3.) How many times would the custom SQ query run and under what conditions while exploring the dashboard?
1) Tableau has multiple levels of caching (which are also subject to Tableau Server configuration settings) so it may not need to go through all of those steps each time.
2) Because custom SQL code can be arbitrarily complex (running subqueries, complex join criteria, database-specific functions, etc.) Tableau does not “peek” inside the custom SQL to prune the query.
3) For each initial load or refresh of a view Tableau will issue 0 or more queries that hit the DB. Part of this is due to caching, there’s also query batching & query pruning (more on those in a second) that Tableau will do to reduce the number of queries that are issued to the DB. The “raw” number of queries that Tableau will issue is determined by how each view is built including the level of detail (dimensions) used for each worksheet and marks card in multiple axis views, whether relevant values is being used on quick filters, some totals & grand totals including some total reference lines, etc.
Also note that Tableau will attempt to run queries in parallel whenever feasible. So given that the Custom SQL is run in its entirety every time it’s possible that a dashboard could kick off simultaneous queries to the DB that due to the Custom SQL cause the database itself to run into memory & caching limits as it tries to satisfy all of those queries at once. So this is another reason to avoid Custom SQL.
Tableau does not work like a traditional batch reporting tool where (most likely) the exact same query (maybe with updated parameters like dates) is run every time the report is run. Instead Tableau’s VizQL technology generates queries on the fly based on what the user is doing in that moment.
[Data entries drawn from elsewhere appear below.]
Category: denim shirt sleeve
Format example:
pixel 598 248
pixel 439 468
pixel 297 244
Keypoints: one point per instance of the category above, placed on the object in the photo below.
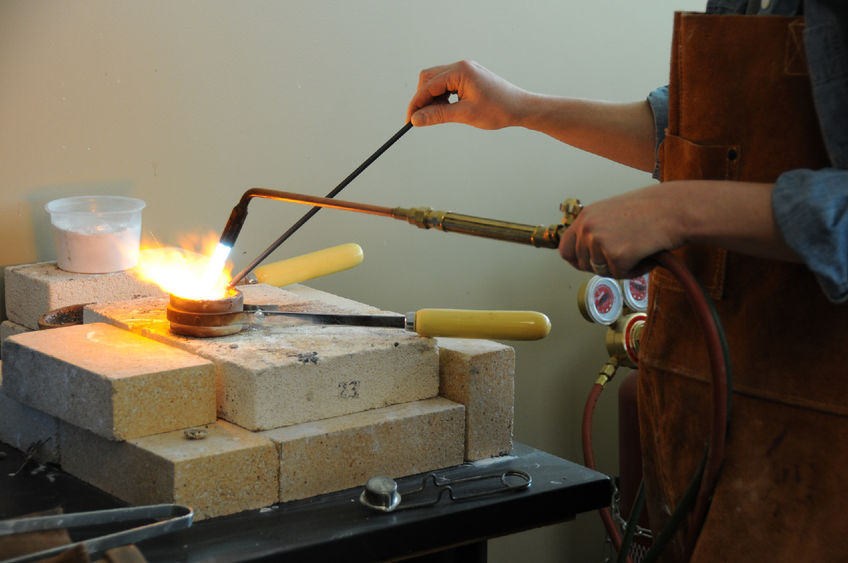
pixel 811 210
pixel 658 100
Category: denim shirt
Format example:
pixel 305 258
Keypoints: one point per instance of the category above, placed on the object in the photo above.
pixel 810 206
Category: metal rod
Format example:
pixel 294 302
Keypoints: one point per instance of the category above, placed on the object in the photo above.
pixel 315 210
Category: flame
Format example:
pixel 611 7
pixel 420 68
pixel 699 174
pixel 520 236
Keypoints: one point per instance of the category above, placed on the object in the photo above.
pixel 193 271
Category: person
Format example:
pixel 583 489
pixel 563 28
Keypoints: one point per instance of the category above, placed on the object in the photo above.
pixel 750 143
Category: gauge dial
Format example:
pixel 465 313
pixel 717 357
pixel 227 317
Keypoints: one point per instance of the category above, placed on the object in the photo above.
pixel 635 292
pixel 601 300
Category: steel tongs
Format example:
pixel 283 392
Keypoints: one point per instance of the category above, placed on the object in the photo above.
pixel 178 517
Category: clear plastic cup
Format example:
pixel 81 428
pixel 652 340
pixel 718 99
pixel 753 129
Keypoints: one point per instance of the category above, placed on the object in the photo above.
pixel 96 234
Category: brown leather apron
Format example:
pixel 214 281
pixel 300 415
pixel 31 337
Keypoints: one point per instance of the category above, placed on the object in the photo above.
pixel 740 108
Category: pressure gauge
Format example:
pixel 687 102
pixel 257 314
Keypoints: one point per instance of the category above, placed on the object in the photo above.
pixel 600 300
pixel 635 292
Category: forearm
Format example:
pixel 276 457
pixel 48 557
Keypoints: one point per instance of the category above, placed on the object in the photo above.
pixel 622 132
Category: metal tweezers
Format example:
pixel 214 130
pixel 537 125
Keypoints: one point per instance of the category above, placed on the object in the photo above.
pixel 178 518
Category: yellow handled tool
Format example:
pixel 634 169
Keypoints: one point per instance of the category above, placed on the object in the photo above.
pixel 496 325
pixel 310 266
pixel 458 323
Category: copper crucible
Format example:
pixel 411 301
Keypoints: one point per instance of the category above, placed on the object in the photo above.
pixel 204 318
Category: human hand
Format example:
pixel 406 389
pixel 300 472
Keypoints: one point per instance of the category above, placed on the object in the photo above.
pixel 622 231
pixel 485 100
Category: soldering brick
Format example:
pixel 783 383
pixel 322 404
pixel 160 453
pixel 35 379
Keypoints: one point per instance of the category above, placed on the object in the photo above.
pixel 110 381
pixel 35 289
pixel 480 374
pixel 23 428
pixel 228 471
pixel 287 371
pixel 343 452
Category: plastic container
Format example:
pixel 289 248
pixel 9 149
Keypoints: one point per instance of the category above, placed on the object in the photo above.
pixel 96 234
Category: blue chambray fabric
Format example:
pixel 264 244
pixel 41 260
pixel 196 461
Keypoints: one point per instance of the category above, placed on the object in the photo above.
pixel 810 206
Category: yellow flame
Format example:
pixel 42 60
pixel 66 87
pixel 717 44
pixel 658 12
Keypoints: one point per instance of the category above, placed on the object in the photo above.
pixel 187 271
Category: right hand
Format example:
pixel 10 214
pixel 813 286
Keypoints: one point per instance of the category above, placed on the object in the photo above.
pixel 485 100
Let me write this again in a different way: If the “simple select statement” you described in your original post is 1 or more tables with basic joins and a where clause there is no performance gain to using custom SQL and most likely the custom SQL will trash performance. So instead use Tableau’s native functionality to create any joins, use a data source filter, and potentially turn on “assume referential integrity". This would enable to Tableau to do query pruning (where it only selects the table(s) & field(s) that are necessary for a view) and more likely get query batching (where multiple potential queries are combined into one).